Ted leaned on the ropes and watched the young boxer pummel his sparring partner. The Kid was good. When Ted won his contract, he thought he had a loser on his hands, but through sweat and perseverance, he built a boxer. He learned that lesson whenever he bet on a fight that didn't have the Kid; he'd be lucky if he won half the time. This one would put money back in his pocket.

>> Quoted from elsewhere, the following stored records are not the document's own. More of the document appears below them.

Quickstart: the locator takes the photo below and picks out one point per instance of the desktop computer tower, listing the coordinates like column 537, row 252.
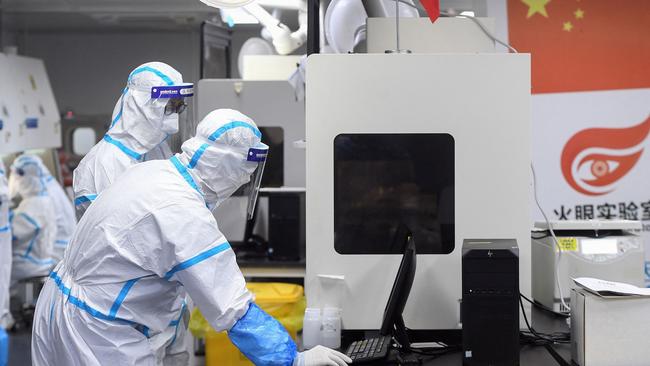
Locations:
column 490, row 306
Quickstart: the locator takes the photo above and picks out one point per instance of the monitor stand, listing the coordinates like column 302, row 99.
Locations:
column 400, row 335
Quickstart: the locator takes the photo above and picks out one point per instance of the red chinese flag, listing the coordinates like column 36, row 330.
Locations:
column 581, row 45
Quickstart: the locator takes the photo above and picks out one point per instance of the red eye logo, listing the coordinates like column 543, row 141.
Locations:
column 596, row 158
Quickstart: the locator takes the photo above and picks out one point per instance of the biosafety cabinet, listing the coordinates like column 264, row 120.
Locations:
column 29, row 116
column 439, row 142
column 606, row 249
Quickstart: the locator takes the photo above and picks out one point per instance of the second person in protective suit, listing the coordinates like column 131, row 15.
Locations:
column 5, row 250
column 33, row 224
column 145, row 115
column 149, row 239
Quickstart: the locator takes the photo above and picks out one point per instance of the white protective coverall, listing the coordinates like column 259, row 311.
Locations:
column 33, row 225
column 139, row 126
column 65, row 217
column 5, row 249
column 144, row 243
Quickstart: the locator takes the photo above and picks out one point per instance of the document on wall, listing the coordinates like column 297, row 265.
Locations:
column 606, row 288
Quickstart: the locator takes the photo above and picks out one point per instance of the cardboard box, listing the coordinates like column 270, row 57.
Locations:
column 609, row 330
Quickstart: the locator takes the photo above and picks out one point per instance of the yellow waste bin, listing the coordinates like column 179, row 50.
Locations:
column 285, row 302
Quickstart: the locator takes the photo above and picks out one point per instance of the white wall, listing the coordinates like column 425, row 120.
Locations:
column 88, row 70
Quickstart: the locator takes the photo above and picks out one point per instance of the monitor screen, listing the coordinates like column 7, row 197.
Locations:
column 384, row 180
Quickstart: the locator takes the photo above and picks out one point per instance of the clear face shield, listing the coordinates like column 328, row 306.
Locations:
column 256, row 157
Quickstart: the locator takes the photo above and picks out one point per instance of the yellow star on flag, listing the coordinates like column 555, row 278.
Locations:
column 536, row 6
column 567, row 26
column 579, row 13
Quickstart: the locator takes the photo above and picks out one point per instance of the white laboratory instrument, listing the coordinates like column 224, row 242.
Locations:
column 29, row 116
column 478, row 105
column 608, row 249
column 284, row 40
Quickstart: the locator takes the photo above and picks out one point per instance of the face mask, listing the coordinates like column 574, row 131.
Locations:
column 170, row 124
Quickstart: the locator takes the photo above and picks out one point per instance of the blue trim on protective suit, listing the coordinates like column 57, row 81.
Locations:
column 263, row 339
column 197, row 259
column 122, row 147
column 27, row 256
column 185, row 174
column 164, row 77
column 177, row 322
column 229, row 126
column 197, row 155
column 82, row 304
column 120, row 297
column 85, row 198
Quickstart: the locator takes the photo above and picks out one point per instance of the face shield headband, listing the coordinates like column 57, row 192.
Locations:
column 256, row 155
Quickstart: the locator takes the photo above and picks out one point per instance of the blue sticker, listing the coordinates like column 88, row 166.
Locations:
column 257, row 154
column 172, row 91
column 31, row 122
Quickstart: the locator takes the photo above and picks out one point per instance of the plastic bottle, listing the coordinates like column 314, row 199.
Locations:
column 311, row 328
column 331, row 329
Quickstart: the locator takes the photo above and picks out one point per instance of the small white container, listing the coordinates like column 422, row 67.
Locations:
column 311, row 328
column 331, row 329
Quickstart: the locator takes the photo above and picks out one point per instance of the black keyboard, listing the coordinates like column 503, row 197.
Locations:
column 367, row 350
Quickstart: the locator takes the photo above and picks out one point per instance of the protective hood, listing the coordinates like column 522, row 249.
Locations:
column 27, row 178
column 217, row 155
column 139, row 123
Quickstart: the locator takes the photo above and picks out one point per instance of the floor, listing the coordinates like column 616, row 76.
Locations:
column 20, row 353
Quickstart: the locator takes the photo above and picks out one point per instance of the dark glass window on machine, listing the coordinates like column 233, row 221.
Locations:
column 384, row 180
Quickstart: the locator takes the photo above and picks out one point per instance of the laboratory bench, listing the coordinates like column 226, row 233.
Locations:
column 265, row 268
column 529, row 355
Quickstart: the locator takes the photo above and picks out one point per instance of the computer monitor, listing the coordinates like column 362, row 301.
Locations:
column 382, row 179
column 393, row 322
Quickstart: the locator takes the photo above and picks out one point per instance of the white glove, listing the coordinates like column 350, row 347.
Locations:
column 321, row 356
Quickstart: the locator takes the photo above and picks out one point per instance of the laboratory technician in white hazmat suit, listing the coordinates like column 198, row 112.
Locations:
column 5, row 250
column 33, row 222
column 145, row 115
column 149, row 239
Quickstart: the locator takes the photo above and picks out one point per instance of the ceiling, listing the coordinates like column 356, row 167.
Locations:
column 111, row 15
column 97, row 15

The Kid turned and looked to him for approval as his sparring partner staggered back to the opposite corner. Kid put his gloves on the ropes and asked Ted how he did. Tossing a towel over the young man's sweaty head, he said,

"Good job, Kid. Go hit the showers."

Ted climbed down from the ring and went into the office. Maxie, the gym's manager was sitting behind the ancient, scarred oak desk, absorbed in a daytime serial. The sight of it never failed to make Ted chuckle. Maxie was a mountain of a man, but he loved the wildly dramatic daytime dramas. Reaching for his suit jacket, Ted was mulling an afternoon at Belmont when he heard the commercial for a cleaning product. The voiceover was annoyingly squeaky. Wanting to get out of there, he grabbed his hat when he heard,

Brought to you by Waldron Leighton.

Ted stopped short. Leighton. The memory of the beautiful brunette filled his mind. Leaning over the desk, he asked Maxie,

"What was that commercial?"

The big man shrugged, "I dunno, I never pay attention to the commercials."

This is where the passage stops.